Tips for choosing fresh, healthy, and hormone-free pork meat

Pork is sold daily in the market, and with the following handy tips, it will help you easily choose clean and delicious pork.

0
123

Tips for choosing good pork meat

Fresh pork meat: It has a dry outer skin, slightly firm and elastic surface, and a high degree of elasticity. Pressing the meat with your fingers should not leave any dents. Good pork meat should have a fresh pink color on the outside, thin skin, and firm flesh. Thin and firm skin ensures the meat is good, without any unpleasant odor. The fat should be light in color and firm. The bone marrow sticks firmly to the bone tube with elasticity.

Poor quality pork meat: It has a pale green or slightly dark color, sticky outer skin, and when refrigerated, the outer skin will be moist instead of dry and have a rotten odor. It has poor elasticity, and pressing the meat with your fingers will leave a dent. The fat is darker in color and less firm. The marrow easily peels off from the tube and has a dark or brown color.

Low-quality pork meat, diseased pork meat: The flesh is soft, the fat is mixed into the flesh with cloudy white particles, and there are white cloudy spots near the skin, which should never be bought because it is toxic. The skin may not be intact, it may be punctured in clusters (due to the removal of abscesses or hemorrhagic membranes).

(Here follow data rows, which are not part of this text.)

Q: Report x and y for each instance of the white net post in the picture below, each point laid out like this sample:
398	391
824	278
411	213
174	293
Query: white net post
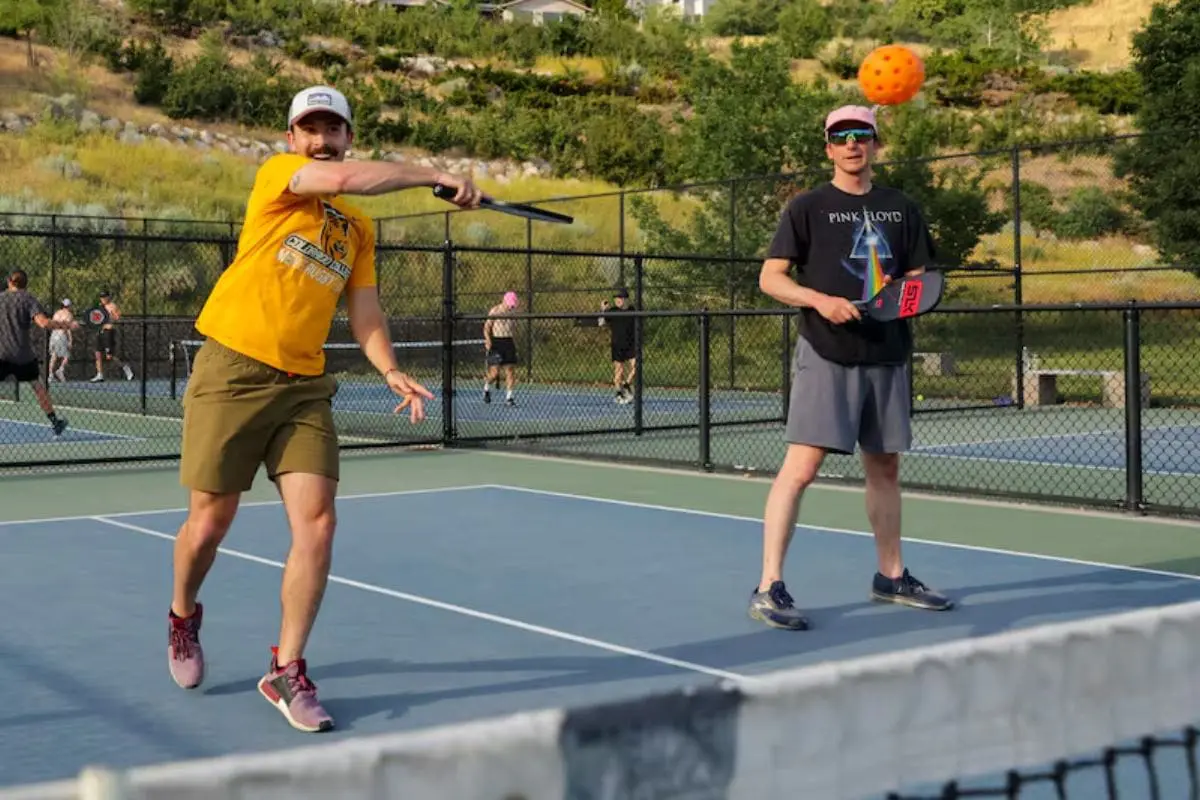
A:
105	783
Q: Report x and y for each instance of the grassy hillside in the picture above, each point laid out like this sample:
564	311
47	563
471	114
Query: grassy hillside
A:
1098	35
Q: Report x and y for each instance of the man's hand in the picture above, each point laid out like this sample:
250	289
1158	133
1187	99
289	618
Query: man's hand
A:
838	310
467	194
411	391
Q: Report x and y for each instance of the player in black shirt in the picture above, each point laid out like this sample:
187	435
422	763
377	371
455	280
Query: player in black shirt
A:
622	349
850	373
19	311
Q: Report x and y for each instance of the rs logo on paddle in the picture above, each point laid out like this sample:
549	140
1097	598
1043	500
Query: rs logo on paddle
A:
910	298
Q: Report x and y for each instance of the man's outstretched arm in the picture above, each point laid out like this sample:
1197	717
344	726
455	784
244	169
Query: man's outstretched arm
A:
377	178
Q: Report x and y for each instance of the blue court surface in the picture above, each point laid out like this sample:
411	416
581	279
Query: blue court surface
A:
13	432
454	603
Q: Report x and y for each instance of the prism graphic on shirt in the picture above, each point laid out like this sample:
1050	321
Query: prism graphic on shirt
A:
868	256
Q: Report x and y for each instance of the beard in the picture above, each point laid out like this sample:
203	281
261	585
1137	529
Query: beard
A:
325	152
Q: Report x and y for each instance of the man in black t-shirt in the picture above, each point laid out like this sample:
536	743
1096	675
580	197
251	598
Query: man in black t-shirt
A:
622	349
19	311
850	373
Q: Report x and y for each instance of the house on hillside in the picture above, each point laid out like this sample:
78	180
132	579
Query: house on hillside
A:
534	11
687	8
400	5
540	11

The Food Safety Agency also highlights some signs of diseased pork meat such as:

Pork with swine fever: The skin surface has bruises or hemorrhages, soft flesh, and the pig’s ears are purple.

Porcine erysipelas: Hemorrhagic spots are under the skin or on the earlobes, similar to mosquito bites.

Porcine bacteremia: The meat has bruised patches and blood coagulation.

Hepatitis in pigs: The meat has a yellowish color.

Stamped pork: The skin surface has round, red, violet or brick-colored spots of different sizes, like stamp marks.